Across southern Africa the traditional lifestyle of hunter-gatherers, known as San people, is on the edge of extinction. A few communities, however, continue their attempts to be self-sufficient, supplementing whatever the land yields with a little cattle farming.
Most of these images come from a single community in the village of Makuri, Namibia, where some connection to traditional practices has been retained. One, however, was taken at a resort in South Africa’s Cederburg mountains, where a community of San had been imported from the borders of the Kalahari Gemsbok Park, to set up a “Bushman village” especially for tourists. Another was taken at a diorama display in Cape Town, which has since been controversially removed.

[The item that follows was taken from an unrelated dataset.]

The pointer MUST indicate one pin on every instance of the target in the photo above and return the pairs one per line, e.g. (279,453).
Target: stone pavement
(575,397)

Southern Africa’s San are one of the fourteen known extant “ancestral population clusters” from which all modern humans descend. For the majority of these communities today, problems of discrimination and alcoholism are rife as they try to find ways to exist within the modern societies that have engulfed them.
Old Kaece carries a springhare back to his village of Makuri. He is one of the few San people to retain traditional hunting skills.
A young boy milks a cow in his village. Organizations are working with local San settlements to help them develop animal husbandry and other self-supporting methods.
An old woman uses her teeth to strip bark from a reed, which she will use to tie up saplings for the construction of a hut.
San women return home carrying saplings, which will be used to build a hut. They are hurrying to avoid the oncoming rain.
A child rejoices in the arrival of the long-awaited summer rains. They were the heaviest in the region for 20 years.
San people perform a traditional circle dance around a fire in their village of Kagga Kamma. This village had been set up at a resort for tourists to experience “Bushman” culture in the Cederburg mountains.
A visitor studies a “Bushmen” diorama at Cape Town’s South African museum. This diorama had been on display since 1960 and was by far the museum’s most popular exhibit, yet it was controversially closed in 2001. Critics of the diorama suggested that the San were being portrayed as a form of wildlife in an expression of apartheid ideology, while defenders felt that it gave recognition to the San’s way of life, as the “first people” of South Africa.